Painting by Edmund Blair Leighton

Lady Godiva by Edmund Blair Leighton was painted in 1892.

Leighton based this painting on the episode in Tennyson's 1840 poem Godiva where Lady Godiva pleads with her husband Earl Leofric to lift the tax on the people of Coventry. The most common depiction of Lady Godiva in art is when she is riding naked through the streets, but Leighton apparently determined not to ‘bring a blush to the cheek of the young person’ and instead depicted a completely clothed Godiva making the bargain with her husband.

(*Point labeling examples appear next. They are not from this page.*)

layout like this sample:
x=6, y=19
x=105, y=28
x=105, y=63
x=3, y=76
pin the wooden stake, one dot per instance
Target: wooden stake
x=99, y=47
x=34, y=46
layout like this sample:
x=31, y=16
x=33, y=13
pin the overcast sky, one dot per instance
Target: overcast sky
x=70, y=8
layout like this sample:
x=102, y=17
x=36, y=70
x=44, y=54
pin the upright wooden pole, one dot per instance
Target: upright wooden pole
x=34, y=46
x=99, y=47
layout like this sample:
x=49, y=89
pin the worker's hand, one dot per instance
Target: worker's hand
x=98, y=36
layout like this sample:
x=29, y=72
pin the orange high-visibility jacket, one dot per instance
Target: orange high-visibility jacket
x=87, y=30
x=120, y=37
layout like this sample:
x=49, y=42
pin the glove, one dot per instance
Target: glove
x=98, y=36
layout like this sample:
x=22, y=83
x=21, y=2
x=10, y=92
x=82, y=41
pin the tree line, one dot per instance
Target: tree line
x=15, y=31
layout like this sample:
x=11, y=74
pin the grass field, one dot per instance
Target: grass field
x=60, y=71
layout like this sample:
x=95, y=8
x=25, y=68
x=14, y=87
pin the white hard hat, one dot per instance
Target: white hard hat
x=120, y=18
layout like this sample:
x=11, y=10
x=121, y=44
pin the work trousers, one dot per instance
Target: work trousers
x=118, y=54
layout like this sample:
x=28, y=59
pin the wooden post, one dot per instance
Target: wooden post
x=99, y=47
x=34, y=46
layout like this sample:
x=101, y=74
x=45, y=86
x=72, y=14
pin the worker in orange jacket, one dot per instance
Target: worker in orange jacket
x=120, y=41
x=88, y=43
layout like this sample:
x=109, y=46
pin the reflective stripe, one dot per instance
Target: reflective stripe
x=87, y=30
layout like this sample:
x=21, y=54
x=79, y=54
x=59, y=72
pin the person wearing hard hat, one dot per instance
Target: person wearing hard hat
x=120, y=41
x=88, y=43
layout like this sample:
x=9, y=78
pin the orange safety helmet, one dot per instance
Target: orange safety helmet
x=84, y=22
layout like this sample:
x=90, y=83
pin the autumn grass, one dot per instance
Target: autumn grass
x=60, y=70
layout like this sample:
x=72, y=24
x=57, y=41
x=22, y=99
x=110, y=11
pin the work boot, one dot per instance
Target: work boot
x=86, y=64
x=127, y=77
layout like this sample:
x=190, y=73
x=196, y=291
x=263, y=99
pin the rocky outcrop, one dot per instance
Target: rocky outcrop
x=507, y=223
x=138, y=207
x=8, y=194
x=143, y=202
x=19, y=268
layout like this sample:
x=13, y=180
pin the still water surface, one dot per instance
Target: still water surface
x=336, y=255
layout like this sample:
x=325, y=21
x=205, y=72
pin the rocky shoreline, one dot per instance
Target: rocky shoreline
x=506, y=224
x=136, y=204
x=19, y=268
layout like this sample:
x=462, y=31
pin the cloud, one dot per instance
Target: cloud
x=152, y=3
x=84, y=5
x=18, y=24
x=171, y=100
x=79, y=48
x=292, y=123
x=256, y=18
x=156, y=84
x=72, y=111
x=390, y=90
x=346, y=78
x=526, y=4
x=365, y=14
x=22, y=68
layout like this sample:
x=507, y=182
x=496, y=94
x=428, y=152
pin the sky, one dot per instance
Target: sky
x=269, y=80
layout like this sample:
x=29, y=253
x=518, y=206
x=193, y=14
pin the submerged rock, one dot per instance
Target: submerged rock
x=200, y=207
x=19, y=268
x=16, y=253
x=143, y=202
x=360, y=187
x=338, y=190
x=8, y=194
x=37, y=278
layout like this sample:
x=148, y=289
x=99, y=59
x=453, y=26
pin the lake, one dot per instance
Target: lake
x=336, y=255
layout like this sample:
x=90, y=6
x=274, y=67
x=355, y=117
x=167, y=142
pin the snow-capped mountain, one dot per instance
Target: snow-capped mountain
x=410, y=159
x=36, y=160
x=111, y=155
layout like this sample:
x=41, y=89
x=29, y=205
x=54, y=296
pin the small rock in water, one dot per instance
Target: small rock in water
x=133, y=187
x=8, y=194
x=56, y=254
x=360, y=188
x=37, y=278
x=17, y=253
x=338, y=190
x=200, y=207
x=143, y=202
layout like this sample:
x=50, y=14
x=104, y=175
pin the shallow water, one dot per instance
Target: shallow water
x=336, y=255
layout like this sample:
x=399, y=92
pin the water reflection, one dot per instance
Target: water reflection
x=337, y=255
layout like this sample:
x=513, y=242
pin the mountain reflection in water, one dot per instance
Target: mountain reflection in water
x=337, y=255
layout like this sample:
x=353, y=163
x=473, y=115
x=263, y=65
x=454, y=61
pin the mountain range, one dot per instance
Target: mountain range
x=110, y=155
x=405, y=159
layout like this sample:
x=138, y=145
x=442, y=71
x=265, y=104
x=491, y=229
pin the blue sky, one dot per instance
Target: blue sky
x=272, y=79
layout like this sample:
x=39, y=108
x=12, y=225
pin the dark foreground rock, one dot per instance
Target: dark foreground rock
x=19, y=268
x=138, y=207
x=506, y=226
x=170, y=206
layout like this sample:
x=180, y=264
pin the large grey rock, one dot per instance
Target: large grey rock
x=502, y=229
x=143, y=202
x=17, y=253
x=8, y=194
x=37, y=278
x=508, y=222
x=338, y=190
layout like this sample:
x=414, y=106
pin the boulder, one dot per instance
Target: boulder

Leighton made greater efforts than most of his contemporaries toward historically accuracy, dressing the figures in attempts of authentic Anglo-Saxon clothes and placing them in a convincing-looking setting.

Lady Godiva is currently at Leeds Museums & Galleries, where it was acquired as a gift from Councillor R. Boston in 1893.

== Description ==
This painting depicts an opulent room adorned with fur carpets, stone arches and expertly carved woodwork. The central figure is Lady Godiva, who braces herself on a table. She has a horrified or stunned expression and clutches one of her braids, reacting to the challenge of riding naked through the streets. Godiva is wearing a white gown with golden adornments. Her long, blonde hair is braided with white ribbons. The wooden table she leans on is laden with food and drink, suggesting an interrupted meal. A man pulls back the curtain of the doorway to leave, looking back at Lady Godiva. He wears dark, richly decorated robes. Two hunting dogs are at his feet, looking beyond the curtain. The interplay of light and shadow, along with the meticulous detailing of textures and fabrics, imbues the scene with a sense of historical authenticity and narrative depth.

== Related works ==
- Lady Godiva (1902) by FA Philips is based on Leighton's painting Lady Godiva and is at the Herbert Art Gallery and Museum as part of the Godiva collection.